I. Vader; graaf Floris de IV, wiens leven en dood wy boven beschreven, 88 bl.
II. Moeder; Vrouw Machteld van Lottringen; de dochter van hertogh Henrik van Lottringen, de I deeses naams, de vierde herrogh van Braband. Deese stichte, naa 's mans omkoomen, een abdye te Loosduinen, voor de nonnen van de Cistercienser orden; en is ook, A. 1267, in deselve ter aarden besteld. Scriverius. Graven, 189 bl.
III. Vrouw; Elisabeth van Brunswyk; A. 1251, overleden, en te Middelburg, in het klooster der Premonstranten begraven, A. 1256. Scriverius, in syn Aanteekeningen, vertellende met een, uit Wilhelmus Procurator, de brand in haar slaapkamer, op de bruilofts nacht, ontstaan.
IV. Kinderen; Floris, naderhand hem in de regeeringe gevolgd. Boven, 89 bl. Daarenboven (volgens Meyerus) Machteld en (volgens Kuspiniaan) Beatrix, van welke sommige Schryvers, met een ongegrond vermoeden, een koningin van Spanje maaken. Scriverius, in deselve Aanteekeningen 214 bl.

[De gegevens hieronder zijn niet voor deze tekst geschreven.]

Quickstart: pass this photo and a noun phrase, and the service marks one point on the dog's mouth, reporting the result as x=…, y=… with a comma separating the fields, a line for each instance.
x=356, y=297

V. Bedryven; hy is te Leiden gebooren, Orlers, Leid. 283 bl. wierd vaderloos, in het 6ste jaar synes ouderdoms; en stond daar op onder de voogdye van syn oom, Otto den III, biskop van Uitrecht, en wierd, in syn 20ste jaar tot Roomsch koning gekoosen, A. 1247; synde keiser Frederik de II, door paus Innocent den IV, met den ban gebliksemd, en de reeds verkoosene Roomsch koning, Henrik, de Thuringer landgraaf, tegens Koenraad, (door toedoen van syn vader Frederik, mede Roomsch koning) oorloogende, in het belegh van Worms, aaneen quetsuir gestorven. Mathëus Parisiensis, by onsen Scriverius, 208 bl.
Doch Frederik was niet ter zielen, of deese Koenraad (de vader van dien beklagelyken Prins, voor eenige jaaren van my, in een treurspel, ten tooneele gevoerd) trad onder de oogen van onsen Willem. Keerde sich met syn oorlogsmagten naar Italie, vermeesterde Napels en Sicilie. Doch het vergis van Manfredus, syn bastaard broeder, verkorte de vreugd van deese besittinge. Godfried. Chron. 723 bl.
Ondertussen was Willem binnen Uitrecht, daar hy, in S. Marienhof, met een steen aan syn hoofd wierd beseert. Dat hy seer euvel opnam, by eede dreigende des stads verwoestinge, indien hem de daader niet wierde geleverd. Scriverius, Graven, 313 bl.